I don’t know if it’s just me but doesn’t a huge value of LLMs for the general population necessitate all 3 of the circles?

Having just 2 circles requires a person in the loop, and that person will still need knowledge and experience and a low enough throughput to meaningfully action the workload otherwise they would just rubber stamp everything (which is essentially the 3rd circle with extra steps)

mercer 2 hours ago

wouldn't that still add a lot of value, where the person in the loop (sadly, usually) becomes little more than the verifier, but can process a lot more work?
Anecdotally what I'm hearing is that this is pretty much how LLMs are helping programmers get more done, including the work being less enjoyable because it involves more verification and rubber-stamping.
For the business owner, it doesn't matter that the nature of the work has changed, as long as that one person can get more work done. Even worse, the business owner probably doesn't care as much about the quality of the resulting work, as long as it works.
I'm reminded of how much of my work has involved implementing solutions that took less careful thought, where even when I outlined the drawbacks, the owner wanted it done the quick way. And if the problems arose, often quite a bit later, it was as if they hadn't made that initial decision in the first place.
For my personal tinkering, I've all but defaulted to the LLMs returning suggested actions at logical points in the workflow, leaving me to confirm or cancel whatever it came up with. this definitely still makes the process faster, just not as magically automatic.
pprotas 3 hours ago

The HITL is needed to pin the accountability on an employee you can fire
- ares623 3 hours ago
  
  Yeah that seems likely. But still even in that dystopian scenario, the incentives of the human will lead them to go through the back log very thoroughly, which IMO defeats the productivity gains.
  Maybe there will still be some productivity gains even with the human being the bottleneck? Or the humans can be scaled out and parallelized more easily?
- boxed 3 hours ago
  
  Given the incentives here, I'd bet this is mathematically identical to throwing dice and firing people.

kubb 2 hours ago

I’m sorry, what kind of rule is that? How does it guarantee security?

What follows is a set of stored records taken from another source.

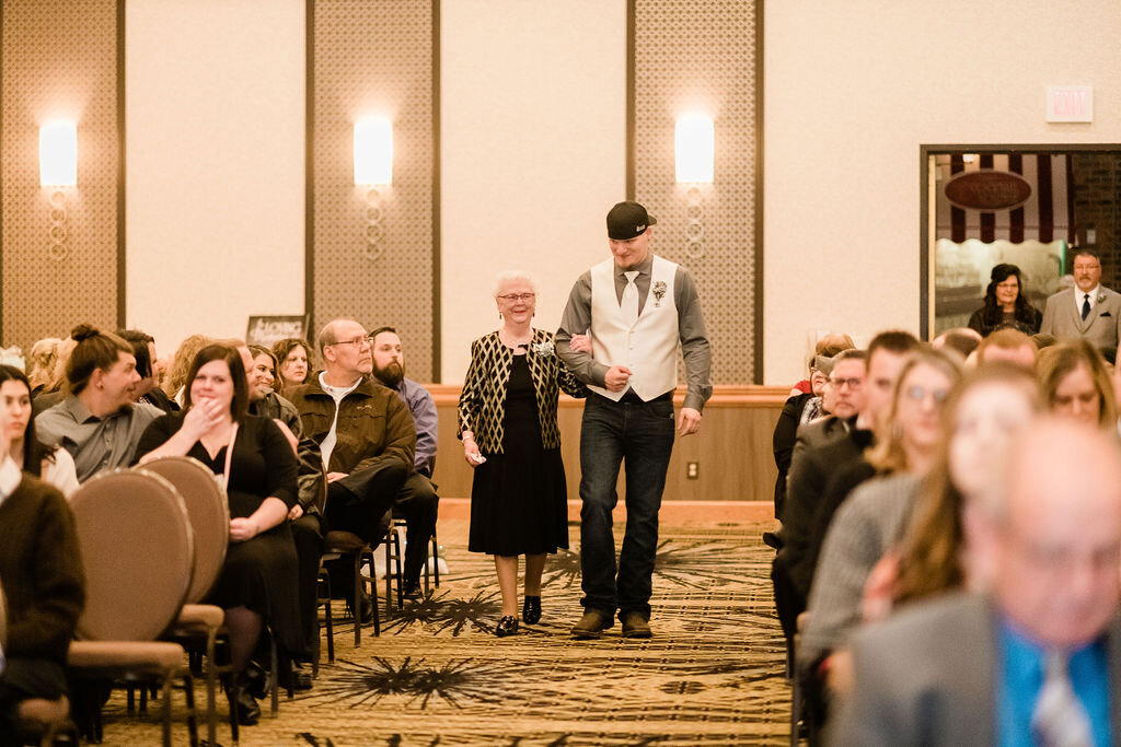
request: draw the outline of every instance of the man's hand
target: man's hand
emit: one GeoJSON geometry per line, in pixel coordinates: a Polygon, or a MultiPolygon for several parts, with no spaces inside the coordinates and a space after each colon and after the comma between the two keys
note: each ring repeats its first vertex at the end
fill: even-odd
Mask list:
{"type": "Polygon", "coordinates": [[[249,519],[230,520],[230,541],[244,542],[257,536],[257,524],[249,519]]]}
{"type": "Polygon", "coordinates": [[[701,412],[693,408],[682,408],[677,418],[677,435],[692,436],[701,429],[701,412]]]}
{"type": "Polygon", "coordinates": [[[291,446],[291,452],[295,454],[298,457],[299,456],[299,439],[296,438],[296,435],[291,432],[291,429],[288,428],[288,426],[286,426],[282,420],[279,420],[278,418],[274,418],[272,422],[275,422],[277,424],[277,428],[280,429],[280,432],[284,433],[284,437],[286,439],[288,439],[288,445],[291,446]]]}
{"type": "Polygon", "coordinates": [[[587,335],[573,335],[568,340],[568,349],[573,353],[592,354],[592,338],[587,335]]]}
{"type": "Polygon", "coordinates": [[[627,389],[631,371],[627,366],[611,366],[603,375],[603,385],[609,392],[621,392],[627,389]]]}

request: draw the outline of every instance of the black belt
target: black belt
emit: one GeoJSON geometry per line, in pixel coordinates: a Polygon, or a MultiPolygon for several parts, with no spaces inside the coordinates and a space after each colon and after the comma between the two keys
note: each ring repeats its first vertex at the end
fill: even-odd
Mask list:
{"type": "Polygon", "coordinates": [[[620,402],[626,402],[628,404],[649,404],[651,402],[665,402],[667,400],[669,400],[670,402],[673,402],[673,400],[674,400],[674,390],[669,390],[665,394],[659,394],[658,396],[654,398],[652,400],[643,400],[641,396],[639,396],[638,394],[634,393],[633,389],[628,389],[627,393],[623,394],[621,398],[619,398],[620,402]]]}

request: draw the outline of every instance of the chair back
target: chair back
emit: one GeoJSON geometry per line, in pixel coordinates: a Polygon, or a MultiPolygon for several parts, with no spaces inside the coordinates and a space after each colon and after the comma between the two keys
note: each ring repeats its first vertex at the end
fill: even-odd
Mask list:
{"type": "Polygon", "coordinates": [[[194,457],[160,457],[137,469],[156,473],[183,496],[195,538],[195,572],[187,604],[202,601],[214,586],[230,543],[230,506],[214,473],[194,457]]]}
{"type": "Polygon", "coordinates": [[[194,567],[187,510],[175,487],[142,469],[94,475],[71,497],[85,608],[77,637],[151,641],[183,607],[194,567]]]}

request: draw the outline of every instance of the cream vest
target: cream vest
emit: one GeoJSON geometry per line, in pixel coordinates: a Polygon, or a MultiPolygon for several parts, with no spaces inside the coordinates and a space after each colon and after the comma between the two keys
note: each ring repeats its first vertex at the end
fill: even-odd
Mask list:
{"type": "MultiPolygon", "coordinates": [[[[677,265],[660,256],[650,268],[650,292],[633,325],[623,321],[615,296],[614,260],[592,268],[592,352],[606,366],[627,366],[630,386],[650,401],[677,386],[677,306],[674,277],[677,265]]],[[[619,401],[627,393],[590,385],[593,392],[619,401]]]]}

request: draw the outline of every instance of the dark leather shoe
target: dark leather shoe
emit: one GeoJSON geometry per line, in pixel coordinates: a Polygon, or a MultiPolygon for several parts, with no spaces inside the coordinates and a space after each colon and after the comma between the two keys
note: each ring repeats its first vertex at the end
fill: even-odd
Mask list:
{"type": "Polygon", "coordinates": [[[253,726],[261,718],[261,707],[257,704],[252,693],[244,687],[238,689],[237,699],[231,692],[232,689],[232,685],[226,684],[225,695],[231,701],[230,707],[238,709],[238,723],[253,726]]]}
{"type": "Polygon", "coordinates": [[[541,598],[526,595],[526,604],[521,608],[521,622],[526,625],[537,625],[541,622],[541,598]]]}
{"type": "Polygon", "coordinates": [[[611,613],[600,609],[586,609],[580,622],[572,627],[572,634],[578,639],[599,638],[603,632],[615,624],[611,613]]]}
{"type": "Polygon", "coordinates": [[[518,632],[518,618],[512,615],[507,615],[498,622],[494,626],[494,635],[500,638],[504,638],[508,635],[513,635],[518,632]]]}
{"type": "Polygon", "coordinates": [[[649,638],[654,635],[650,631],[650,623],[642,613],[623,613],[622,620],[624,638],[649,638]]]}

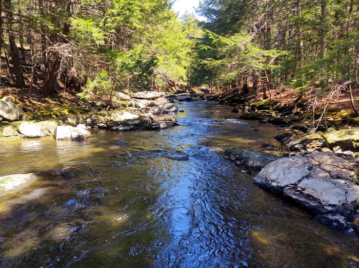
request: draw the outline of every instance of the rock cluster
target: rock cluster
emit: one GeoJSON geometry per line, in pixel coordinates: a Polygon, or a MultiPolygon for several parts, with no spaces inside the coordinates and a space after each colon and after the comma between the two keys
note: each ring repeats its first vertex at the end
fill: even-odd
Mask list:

It sounds like we’re making things up at this point.

bawolff 5 minutes ago

It kind of sounds like a weak version of airgapping. If you cant persist state, access private data, or exfiltrate data, there is not much point to jailbreaking the llm.
However, its deeply unsatisying in the same way that securing your laptop by not turning it on, is.

r0x0r007 2 hours ago

Nice, why don't we apply the same principles to our regular applications? Ooh, right, cause we couldn't use them and a whole industry got created that's called cybersecurity and it's supposed to be consulted BEFORE releasing privacy nightmares and using them. But hey, regular applications can't come up with cool poems.